Chapter 5. From DevOps to DataOps

Why It’s Time to Embrace “DataOps” as a New Discipline

Over the past 10 years, the technology industry has experienced the emergence of “DevOps.” This new set of practices and tools have improved the velocity, quality, predictability, and scale of software engineering and deployment. Starting at the large Internet companies, the trend toward DevOps is now transforming the way that systems are developed and managed inside the enterprise—often dovetailing with enterprise cloud adoption initiatives. Regardless of your opinion about on-prem versus multitenant cloud infrastructure, the adoption of DevOps is improving how quickly new features and functions are delivered at scale for end users.

There is a lot to learn from the evolution of DevOps, across the modern Internet as well as within the modern enterprise—most notably for those who work with data every day.

At its core, DevOps is about the combination of software engineering, quality assurance, and technology operations (Figure 5-1).

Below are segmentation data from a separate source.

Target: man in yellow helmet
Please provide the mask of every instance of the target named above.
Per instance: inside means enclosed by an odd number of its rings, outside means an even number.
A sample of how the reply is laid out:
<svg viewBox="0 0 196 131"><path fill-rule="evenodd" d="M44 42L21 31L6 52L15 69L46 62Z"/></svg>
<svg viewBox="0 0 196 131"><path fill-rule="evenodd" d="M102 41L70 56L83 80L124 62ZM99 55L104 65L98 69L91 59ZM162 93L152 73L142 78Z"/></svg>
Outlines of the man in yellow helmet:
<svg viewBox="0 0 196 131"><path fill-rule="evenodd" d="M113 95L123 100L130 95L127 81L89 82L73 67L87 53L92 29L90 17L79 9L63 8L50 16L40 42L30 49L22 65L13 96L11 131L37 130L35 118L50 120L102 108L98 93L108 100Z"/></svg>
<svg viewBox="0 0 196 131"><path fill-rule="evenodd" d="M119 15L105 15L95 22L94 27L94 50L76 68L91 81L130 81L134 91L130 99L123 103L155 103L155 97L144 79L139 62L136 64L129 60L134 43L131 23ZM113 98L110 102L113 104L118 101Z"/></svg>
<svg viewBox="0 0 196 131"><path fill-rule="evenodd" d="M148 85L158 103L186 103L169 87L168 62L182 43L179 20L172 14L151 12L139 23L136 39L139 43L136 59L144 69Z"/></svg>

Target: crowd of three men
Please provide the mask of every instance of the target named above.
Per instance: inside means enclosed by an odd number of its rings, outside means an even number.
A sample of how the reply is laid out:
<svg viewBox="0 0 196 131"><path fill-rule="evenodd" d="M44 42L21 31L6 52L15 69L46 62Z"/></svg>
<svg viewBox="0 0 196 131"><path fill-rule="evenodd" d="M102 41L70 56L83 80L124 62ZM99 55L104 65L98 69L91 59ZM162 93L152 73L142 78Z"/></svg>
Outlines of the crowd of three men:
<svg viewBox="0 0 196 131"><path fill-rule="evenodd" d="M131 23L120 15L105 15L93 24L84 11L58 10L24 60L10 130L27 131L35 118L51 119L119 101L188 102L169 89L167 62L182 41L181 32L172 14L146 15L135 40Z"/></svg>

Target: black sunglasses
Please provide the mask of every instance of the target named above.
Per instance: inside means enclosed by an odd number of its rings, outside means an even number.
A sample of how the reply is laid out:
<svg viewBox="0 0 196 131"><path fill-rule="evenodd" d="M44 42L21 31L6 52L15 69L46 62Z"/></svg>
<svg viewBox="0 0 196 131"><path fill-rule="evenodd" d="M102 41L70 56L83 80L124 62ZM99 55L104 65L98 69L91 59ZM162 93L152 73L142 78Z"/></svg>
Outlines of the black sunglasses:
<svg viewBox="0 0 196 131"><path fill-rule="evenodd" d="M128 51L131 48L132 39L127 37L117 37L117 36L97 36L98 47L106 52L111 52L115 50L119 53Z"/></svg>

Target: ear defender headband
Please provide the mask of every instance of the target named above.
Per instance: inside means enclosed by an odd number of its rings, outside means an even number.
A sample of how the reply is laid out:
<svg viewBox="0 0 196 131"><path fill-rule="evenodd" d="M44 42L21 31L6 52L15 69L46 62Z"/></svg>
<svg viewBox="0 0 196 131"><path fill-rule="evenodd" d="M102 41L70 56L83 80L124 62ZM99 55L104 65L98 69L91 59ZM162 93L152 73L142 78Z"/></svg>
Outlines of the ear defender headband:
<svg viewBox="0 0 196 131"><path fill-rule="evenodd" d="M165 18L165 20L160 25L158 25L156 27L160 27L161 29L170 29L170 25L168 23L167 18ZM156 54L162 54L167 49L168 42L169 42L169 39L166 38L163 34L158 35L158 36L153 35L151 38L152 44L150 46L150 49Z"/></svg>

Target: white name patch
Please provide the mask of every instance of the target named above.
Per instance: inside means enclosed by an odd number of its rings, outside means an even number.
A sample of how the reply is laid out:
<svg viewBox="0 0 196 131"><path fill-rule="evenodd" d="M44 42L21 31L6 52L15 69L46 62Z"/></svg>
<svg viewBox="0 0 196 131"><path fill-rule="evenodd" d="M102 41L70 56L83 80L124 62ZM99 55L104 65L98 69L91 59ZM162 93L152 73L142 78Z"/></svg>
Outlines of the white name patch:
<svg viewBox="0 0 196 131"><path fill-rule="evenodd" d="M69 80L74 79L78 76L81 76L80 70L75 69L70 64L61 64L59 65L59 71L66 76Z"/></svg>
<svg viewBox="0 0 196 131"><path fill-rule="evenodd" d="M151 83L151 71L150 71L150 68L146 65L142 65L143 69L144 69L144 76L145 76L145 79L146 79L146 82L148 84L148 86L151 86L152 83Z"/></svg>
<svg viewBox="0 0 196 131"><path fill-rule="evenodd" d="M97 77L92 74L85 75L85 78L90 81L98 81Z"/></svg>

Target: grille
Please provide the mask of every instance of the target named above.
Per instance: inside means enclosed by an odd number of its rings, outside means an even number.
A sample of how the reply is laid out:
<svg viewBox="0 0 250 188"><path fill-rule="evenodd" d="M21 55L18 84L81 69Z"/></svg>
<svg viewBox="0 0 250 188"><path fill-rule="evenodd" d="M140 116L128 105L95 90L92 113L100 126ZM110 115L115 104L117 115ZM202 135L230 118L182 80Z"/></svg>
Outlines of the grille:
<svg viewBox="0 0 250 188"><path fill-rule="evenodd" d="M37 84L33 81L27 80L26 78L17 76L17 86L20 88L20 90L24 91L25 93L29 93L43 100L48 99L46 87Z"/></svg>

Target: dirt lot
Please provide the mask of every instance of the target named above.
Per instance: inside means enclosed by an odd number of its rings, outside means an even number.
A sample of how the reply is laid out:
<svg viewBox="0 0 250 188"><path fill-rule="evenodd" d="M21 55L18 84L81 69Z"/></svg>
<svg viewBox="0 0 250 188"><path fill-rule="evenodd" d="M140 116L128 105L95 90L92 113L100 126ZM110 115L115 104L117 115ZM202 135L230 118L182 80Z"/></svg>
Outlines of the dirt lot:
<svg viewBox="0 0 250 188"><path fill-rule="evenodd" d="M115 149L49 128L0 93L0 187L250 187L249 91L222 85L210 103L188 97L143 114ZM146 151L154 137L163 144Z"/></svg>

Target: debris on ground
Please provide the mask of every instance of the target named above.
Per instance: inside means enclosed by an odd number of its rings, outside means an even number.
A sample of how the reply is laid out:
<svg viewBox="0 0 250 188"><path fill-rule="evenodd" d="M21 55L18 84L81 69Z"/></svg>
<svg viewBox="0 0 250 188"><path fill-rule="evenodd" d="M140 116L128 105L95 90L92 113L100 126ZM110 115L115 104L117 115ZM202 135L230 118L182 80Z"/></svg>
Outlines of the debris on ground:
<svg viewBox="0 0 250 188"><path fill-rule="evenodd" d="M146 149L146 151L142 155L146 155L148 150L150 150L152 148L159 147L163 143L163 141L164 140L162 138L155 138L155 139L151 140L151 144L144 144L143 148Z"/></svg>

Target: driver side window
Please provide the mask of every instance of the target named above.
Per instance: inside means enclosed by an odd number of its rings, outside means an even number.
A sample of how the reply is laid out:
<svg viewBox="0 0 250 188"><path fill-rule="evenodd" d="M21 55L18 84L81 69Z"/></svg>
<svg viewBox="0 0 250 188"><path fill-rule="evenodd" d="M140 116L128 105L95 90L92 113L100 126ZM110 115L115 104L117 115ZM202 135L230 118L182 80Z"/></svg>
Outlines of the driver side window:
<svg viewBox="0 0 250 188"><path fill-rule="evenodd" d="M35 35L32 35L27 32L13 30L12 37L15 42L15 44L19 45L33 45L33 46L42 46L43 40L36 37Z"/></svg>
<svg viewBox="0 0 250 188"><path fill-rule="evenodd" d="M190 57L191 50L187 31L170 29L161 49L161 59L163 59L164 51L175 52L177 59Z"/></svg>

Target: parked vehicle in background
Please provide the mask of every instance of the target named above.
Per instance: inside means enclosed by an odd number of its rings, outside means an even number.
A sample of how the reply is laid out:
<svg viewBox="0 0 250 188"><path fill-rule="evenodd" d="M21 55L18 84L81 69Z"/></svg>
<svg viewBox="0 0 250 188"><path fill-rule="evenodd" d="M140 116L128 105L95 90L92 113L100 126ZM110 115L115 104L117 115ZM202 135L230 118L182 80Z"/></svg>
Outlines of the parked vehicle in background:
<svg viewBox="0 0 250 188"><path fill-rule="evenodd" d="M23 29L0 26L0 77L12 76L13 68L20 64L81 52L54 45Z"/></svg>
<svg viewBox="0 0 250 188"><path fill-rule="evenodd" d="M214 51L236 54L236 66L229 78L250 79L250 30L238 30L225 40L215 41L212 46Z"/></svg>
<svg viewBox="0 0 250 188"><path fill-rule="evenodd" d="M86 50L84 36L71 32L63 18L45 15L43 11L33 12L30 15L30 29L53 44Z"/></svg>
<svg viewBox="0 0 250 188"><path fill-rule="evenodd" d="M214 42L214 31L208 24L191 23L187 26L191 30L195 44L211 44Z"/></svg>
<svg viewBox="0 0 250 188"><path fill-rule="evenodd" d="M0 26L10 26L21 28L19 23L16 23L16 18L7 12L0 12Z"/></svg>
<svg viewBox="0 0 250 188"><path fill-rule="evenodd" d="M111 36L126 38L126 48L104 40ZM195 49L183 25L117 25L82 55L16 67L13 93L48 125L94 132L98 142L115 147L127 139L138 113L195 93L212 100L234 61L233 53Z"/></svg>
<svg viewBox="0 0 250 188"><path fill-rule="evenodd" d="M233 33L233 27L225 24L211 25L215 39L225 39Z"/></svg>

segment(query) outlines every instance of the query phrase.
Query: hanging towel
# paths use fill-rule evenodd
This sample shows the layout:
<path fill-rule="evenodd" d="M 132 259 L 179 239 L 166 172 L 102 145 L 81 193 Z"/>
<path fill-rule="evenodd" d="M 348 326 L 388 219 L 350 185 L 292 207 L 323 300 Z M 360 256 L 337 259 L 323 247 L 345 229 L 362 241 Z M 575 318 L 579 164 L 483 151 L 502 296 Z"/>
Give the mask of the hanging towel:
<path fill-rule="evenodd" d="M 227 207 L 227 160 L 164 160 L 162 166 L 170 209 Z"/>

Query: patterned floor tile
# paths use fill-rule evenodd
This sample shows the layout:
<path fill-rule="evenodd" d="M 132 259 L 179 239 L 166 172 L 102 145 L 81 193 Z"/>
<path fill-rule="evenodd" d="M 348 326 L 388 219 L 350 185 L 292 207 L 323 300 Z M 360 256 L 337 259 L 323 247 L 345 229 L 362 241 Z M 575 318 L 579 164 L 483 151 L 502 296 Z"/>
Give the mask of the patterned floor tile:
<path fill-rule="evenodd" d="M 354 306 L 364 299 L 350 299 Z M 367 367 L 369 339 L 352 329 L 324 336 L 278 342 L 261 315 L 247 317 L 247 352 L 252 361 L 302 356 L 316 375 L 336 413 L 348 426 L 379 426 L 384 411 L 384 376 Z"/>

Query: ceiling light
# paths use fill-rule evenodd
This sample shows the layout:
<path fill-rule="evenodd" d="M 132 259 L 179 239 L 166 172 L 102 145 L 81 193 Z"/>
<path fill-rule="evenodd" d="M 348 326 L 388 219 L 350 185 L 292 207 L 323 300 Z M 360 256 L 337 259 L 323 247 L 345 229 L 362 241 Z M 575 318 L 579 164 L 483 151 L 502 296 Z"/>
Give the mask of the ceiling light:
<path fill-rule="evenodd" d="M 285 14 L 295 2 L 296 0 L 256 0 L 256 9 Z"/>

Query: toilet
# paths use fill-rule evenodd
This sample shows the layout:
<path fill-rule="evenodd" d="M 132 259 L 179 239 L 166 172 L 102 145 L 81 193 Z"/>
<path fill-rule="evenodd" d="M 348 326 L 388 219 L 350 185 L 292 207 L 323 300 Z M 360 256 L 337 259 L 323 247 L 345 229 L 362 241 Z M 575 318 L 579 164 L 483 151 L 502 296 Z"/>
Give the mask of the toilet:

DevOps emerged because traditional systems management (as opposed to software development management) was not adequate to meet the needs of modern, web-based application development and deployment.

gtdr 0501
Figure 5-1. DevOps in the enterprise

From DevOps to DataOps

It’s time for data engineers and data scientists to embrace a new, similar discipline—let’s call it “DataOps”—that at its core addresses the needs of data professionals inside the modern enterprise.

Two trends are creating the need for DataOps:

  1. The democratization of analytics is giving more individuals access to cutting-edge visualization, data modeling, machine learning, and statistical tools.

  2. The implementation of “built-for-purpose” database engines is improving the performance and accessibility of large quantities of data, at unprecedented velocity. The techniques to improve beyond legacy relational DBMSs vary across markets, and this has driven the development of specialized database engines such as StreamBase, Vertica, VoltDB, and SciDB.

    More recently, Google made its massive Cloud Bigtable database (the same one that powers Google Search, Maps, YouTube, and Gmail) available to everyone in a scalable NoSQL database service through the Apache HBase API.

Together, these trends create pressure from both “ends of the stack.” From the top of the stack, users want access to more data in more combinations. From the bottom of the stack, more data is available than ever before—some aggregated, but much of it not. The only way for data professionals to deal with the pressure of heterogeneity from both the top and bottom of the stack is to embrace a new approach to managing data This new approach blends operations and collaboration. The goal is to organize and deliver data from many sources, to many users, reliably. At the same time, it’s essential to maintain the provenance required to support reproducible data flows.

Defining DataOps

DataOps is a data management method used by data engineers, data scientists, and other data professionals that emphasizes:

  • Communication

  • Collaboration

  • Integration

  • Automation

DataOps acknowledges the interconnected nature of data engineering, integration, quality, and security and privacy. It aims to help an organization rapidly deliver data that accelerates analytics, and to enable previously impossible analytics.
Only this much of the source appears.